I have seen the LearningA-Z website - for the online 'big books' and support materials, do you need to be a member of the site?

Thanks

Deon
Hi Deon and Kimberly - I am sorry as I never got notice of these posts. I am so sorry that the apps were hard to find. On my computer I put Laz Reader in the app search and they all come up with no problems so I am not sure how else to direct you. Eleven books and a sample library containing all 11 books in one app (so as not to use up app space on your device) - are free. Discovering Dinosaurs is one of the free titles. NOTE These apps are designed to give children opportunities to practice reading, are developed by educators, and are not cause and effect entertaining games. We all know that to become better at anything you have to do it more so to become a better reader one needs to read more. Because the apps are all delivered to small black handhelds that are only viewable by the person holding the screen - no one in the class needs to know that you are in fourth grade reading a first grade book.

Information on the leveling can be found on our website at http://www.readinga-z.com/correlation-chart.php.

The website is a subscription site - for one class in one school it is $85. The more that buy in a school the cheaper the price.

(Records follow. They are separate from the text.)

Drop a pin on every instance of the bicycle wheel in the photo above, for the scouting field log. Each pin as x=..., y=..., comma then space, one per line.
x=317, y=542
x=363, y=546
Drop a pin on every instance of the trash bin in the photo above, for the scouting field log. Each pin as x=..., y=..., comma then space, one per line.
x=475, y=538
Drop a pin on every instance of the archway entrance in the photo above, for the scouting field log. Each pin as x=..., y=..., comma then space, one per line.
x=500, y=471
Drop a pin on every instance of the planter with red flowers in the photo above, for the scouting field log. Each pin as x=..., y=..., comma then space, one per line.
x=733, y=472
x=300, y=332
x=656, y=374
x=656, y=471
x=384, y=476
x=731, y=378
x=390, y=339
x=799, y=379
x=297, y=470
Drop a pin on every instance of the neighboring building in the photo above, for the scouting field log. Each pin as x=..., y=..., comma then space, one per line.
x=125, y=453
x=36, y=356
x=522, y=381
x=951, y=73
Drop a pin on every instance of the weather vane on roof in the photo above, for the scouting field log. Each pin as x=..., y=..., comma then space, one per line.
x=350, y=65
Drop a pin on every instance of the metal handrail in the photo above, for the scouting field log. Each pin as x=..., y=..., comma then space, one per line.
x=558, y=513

We recently ran a promotion where you could buy 12 months of reading a-z and 12 months of Raz-kids for $99 for 12 months. Readinga-z has over 6,000 books as downloadable printables AND in a projectable format where teacher and students can use virtual pens and markers and then interact with the text ON ANY SURFACE - no whiteboard needed.

Raz-kids has close to 300 leveled books in flash, read aloud, with animation and where the words are highlighted as they are read. Students receive stars for their efforts which they can "spend" decorating a rocket or buying crazy aliens.You can easily spend $99 on just ONE textbook for one child - our site gives you unlimited access 24/7 to thousands of readers , worksheets, assessments, (including running records), high frequency word books, decodables, trade book connections, much much more - more than you can possibly use in a year PLUS space to roster 36 students in RAZ-kids. This means students can read, hear modeled reading and record their own reading and then take a book quiz 24/7. Students use their own loggin and user ID to access RAZ-kids anywhere they have access to a computer making it a great tool for progress monitoring over holidays or periods of illness.

We offer our books in a variety of formats: Printable, projectable with tools, listen-to, watch, record and through the app store. This gives teachers and students the flexibility to access literacy through the avenue that strikes a chord with their learning style.

Please feel free to email me at kburdick32@comcast.net or to check out our websites at www.readinga-z.com and www.raz-kids.com. There are plenty of free samples to see the quality of the product. Thanks for asking and I hope this information helps. Kathy
I had a lot of trouble finding them also. I tried leveled library, leveled readers, LAZ, all kinds of stuff. I found one by accident, and then clicked on see all by this company to get the rest.

Type in Innovative Language Learning and you will find them.